Santa Maria, 03 Fev (Inforpress) – As representantes das Nações Unidas e da CEDEAO defenderam hoje, no Sal, que o futuro da saúde em Cabo Verde passa “obrigatoriamente” por um financiamento sustentável, aceleração da transformação digital e uma maior resiliência face às alterações climáticas.
As sugestões foram proferidas durante a sessão de abertura do 1.º Encontro Nacional da Saúde, que decorre na cidade de Santa Maria, sob o lema “Proximidade e Qualidade – O Caminho para a Resiliência em Cabo Verde”.
A representante da Organização Mundial da Saúde (OMS) em Cabo Verde, Ann Lindstrand, falando em nome das Nações Unidas, começou por destacar o "legado de resiliência" do país ao celebrar 50 anos de independência.
Segundo aquela responsável, Cabo Verde transformou o seu panorama sanitário de forma “profunda”, alcançando marcos como a declaração de país livre de malária e a eliminação do sarampo e da rubéola, figurando entre os três primeiros países da África Subsariana, a par das Seicheles e Maurícias, a atingir tal feito.
Contudo, Lindstrand alertou para os “desafios importantes” que persistem, nomeadamente o peso das doenças não transmissíveis, a desigualdade de acesso em ilhas mais remotas e as ameaças climáticas que afectam pequenos estados insulares.
Na sua intervenção, a diplomata deixou oito apelos estratégicos, com destaque para a consolidação de mecanismos de financiamento e a expansão da telemedicina para reduzir a necessidade de evacuações médicas.
"O fortalecimento do capital humano é um motor para o crescimento económico e ajuda a atingir todos os outros Objectivos de Desenvolvimento Sustentável (ODS)", afirmou Ann Lindstrand, reiterando que a OMS, a Unicef, e UNFPA e o Banco Mundial permanecem “firmemente ao lado de Cabo Verde” para garantir que ninguém fique para trás.
Por seu lado, a representante interina da Comunidade Económica dos Estados da África Ocidental (CEDEAO), Kelly Lopes, apresentou a visão da Organização Oeste Africana da Saúde (OOAS) para o horizonte 2030.
Aquela responsável detalhou o “apoio crucial” da organização durante a pandemia da covid-19, que incluiu a mobilização de mais de 51 milhões de dólares e a formação de três mil profissionais de saúde na sub-região em áreas de diagnóstico e vigilância.
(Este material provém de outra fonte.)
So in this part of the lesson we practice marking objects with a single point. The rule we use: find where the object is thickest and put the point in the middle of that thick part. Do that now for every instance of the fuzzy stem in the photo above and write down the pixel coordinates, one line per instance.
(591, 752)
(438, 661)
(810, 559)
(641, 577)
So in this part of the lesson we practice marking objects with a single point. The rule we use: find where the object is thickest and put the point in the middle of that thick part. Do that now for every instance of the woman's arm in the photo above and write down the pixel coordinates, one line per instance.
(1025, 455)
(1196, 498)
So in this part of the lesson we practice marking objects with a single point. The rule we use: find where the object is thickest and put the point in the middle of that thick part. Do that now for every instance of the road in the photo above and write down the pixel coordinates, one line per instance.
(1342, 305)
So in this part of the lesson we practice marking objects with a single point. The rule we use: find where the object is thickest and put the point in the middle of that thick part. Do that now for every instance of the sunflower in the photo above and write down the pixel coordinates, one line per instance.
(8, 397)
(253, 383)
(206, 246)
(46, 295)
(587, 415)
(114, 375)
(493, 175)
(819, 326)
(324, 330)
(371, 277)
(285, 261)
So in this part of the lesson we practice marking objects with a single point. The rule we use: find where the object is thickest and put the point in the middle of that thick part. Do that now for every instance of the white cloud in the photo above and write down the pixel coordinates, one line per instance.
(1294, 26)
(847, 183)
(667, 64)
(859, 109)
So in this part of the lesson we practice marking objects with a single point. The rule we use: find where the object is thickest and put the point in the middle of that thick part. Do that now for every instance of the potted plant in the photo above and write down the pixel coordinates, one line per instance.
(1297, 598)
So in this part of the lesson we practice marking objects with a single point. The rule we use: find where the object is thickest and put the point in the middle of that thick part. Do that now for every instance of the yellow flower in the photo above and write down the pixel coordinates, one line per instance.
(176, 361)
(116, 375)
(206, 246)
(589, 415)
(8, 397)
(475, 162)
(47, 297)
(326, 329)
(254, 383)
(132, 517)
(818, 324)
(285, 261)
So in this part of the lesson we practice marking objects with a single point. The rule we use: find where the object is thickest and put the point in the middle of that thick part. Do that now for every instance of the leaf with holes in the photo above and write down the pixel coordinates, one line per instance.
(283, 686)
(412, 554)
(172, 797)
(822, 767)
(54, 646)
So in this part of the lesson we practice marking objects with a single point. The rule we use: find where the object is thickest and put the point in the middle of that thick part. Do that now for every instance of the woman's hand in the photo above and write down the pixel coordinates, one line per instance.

Kelly Lopes enfatizou que a prioridade agora é a “soberania farmacêutica” e a construção de sistemas de saúde robustos que possam enfrentar crises como o surto da varíola dos macacos, para o qual Cabo Verde recebeu recentemente um apoio de 100 mil dólares.
Um dos pontos fortes da sua intervenção foi a aposta na medicina tradicional.
“A OOAS tem contribuído para a institucionalização e integração da medicina tradicional nos sistemas nacionais de saúde, garantindo a segurança e eficácia dos produtos fitoterápicos através da investigação científica”, frisou.
A representante da CEDEAO destacou ainda a recente validação do Plano Estratégico Regional de Saúde Digital 2026-2030, que visa garantir dados de qualidade para a tomada de decisões em toda a África Ocidental.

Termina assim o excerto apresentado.